Defence and foreign ministers from both sides of the Tasman met in Auckland on Friday and released new principles to underpin the formal alliance.
They included a pledge to increase combined operations, embed units in each others' defence forces and share complementary strategies.
"We deeply value the New Zealand Defence Force as we deeply value New Zealand and we deeply value our relationship with New Zealand," Australia Defence Minister Richard Marles said.
The two navies staged a joint sail earlier in 2024 which Mr Marles said was the first in many years.
The two defence forces are also contributing troops and know-how to a regional response group.
"This is really groundbreaking in terms of building a Pacific defence family in a real and operational sense, which makes a difference in terms of responding to natural disasters," Mr Marles said.
NZ Defence Minister Judith Collins shared Mr Marles' enthusiasm.
"We are so much better when we are working together," she said.
"Everything that we're doing, we're looking to see how we can be more interoperable with Australia.
"That's why earlier this year, when Richard and I met and decided that we should have something like an ANZAC force, that is exactly what we've been doing this year - making that a reality much more interoperability."
Despite the closer relations, the spectre of AUKUS in proudly nuclear-free New Zealand looms over the relationship.
Anti-nuclear sentiments have grown in NZ since the 1950s, with a protest movement over nuclear testing in the Pacific.
In 1984, the Labour party came to power with a pledge to ban visits from nuclear-powered warships - a promise that would see it ejected from trilateral defence pact ANZUS.
In their tradition of thumbing one's nose to a bigger power, the Labour party announced this week it would not seek any part in AUKUS, Australia's deal with the US and UK under which it will obtain nuclear-powered submarines.
"Our country has a fiercely independent foreign policy, and a government I lead will not join pillars one or two of AUKUS," Labour leader Chris Hipkins told his party conference.
"Labour is deeply concerned about how much time and effort this government has spent getting closer to the US over the past year when we spent six years in government diversifying New Zealand's trade interests and staunchly defending our right to be independent."
NZ Prime Minister Chris Luxon attacked that call, saying Mr Hipkins was "putting party and politics ahead of country".
It is NZ's biggest foreign policy split between the major parties in decades.
Australian Foreign Minister Penny Wong also indirectly attacked that policy shift in an interview with TVNZ.
"Those are decisions for New Zealand.
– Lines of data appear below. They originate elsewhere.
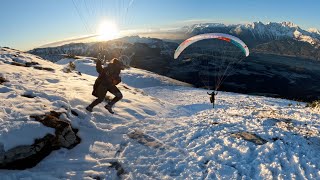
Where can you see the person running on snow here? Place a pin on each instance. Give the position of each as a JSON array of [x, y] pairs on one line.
[[212, 97], [107, 80]]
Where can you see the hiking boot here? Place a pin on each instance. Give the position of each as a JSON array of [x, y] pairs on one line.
[[109, 108], [89, 109]]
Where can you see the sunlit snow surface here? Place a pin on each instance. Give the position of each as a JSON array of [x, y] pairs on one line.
[[186, 137]]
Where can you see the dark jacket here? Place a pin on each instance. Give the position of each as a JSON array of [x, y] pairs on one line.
[[108, 76]]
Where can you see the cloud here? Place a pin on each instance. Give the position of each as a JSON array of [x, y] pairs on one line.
[[85, 38]]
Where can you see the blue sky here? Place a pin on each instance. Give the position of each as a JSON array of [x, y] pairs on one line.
[[25, 24]]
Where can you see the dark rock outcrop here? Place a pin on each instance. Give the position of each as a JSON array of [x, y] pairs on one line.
[[27, 156]]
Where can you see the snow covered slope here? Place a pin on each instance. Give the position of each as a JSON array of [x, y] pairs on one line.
[[161, 129]]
Each country responds in the way it sees fit," she said.
"The broader point I'd make is that ... we know the Pacific is a much more contested area strategically than it has been for a very, very long time, and you can either be an observer of that reshaping, or you can be a participant.
"Australia, wants to be part of responding to that reshaping, and we certainly welcome the New Zealand government's engagement."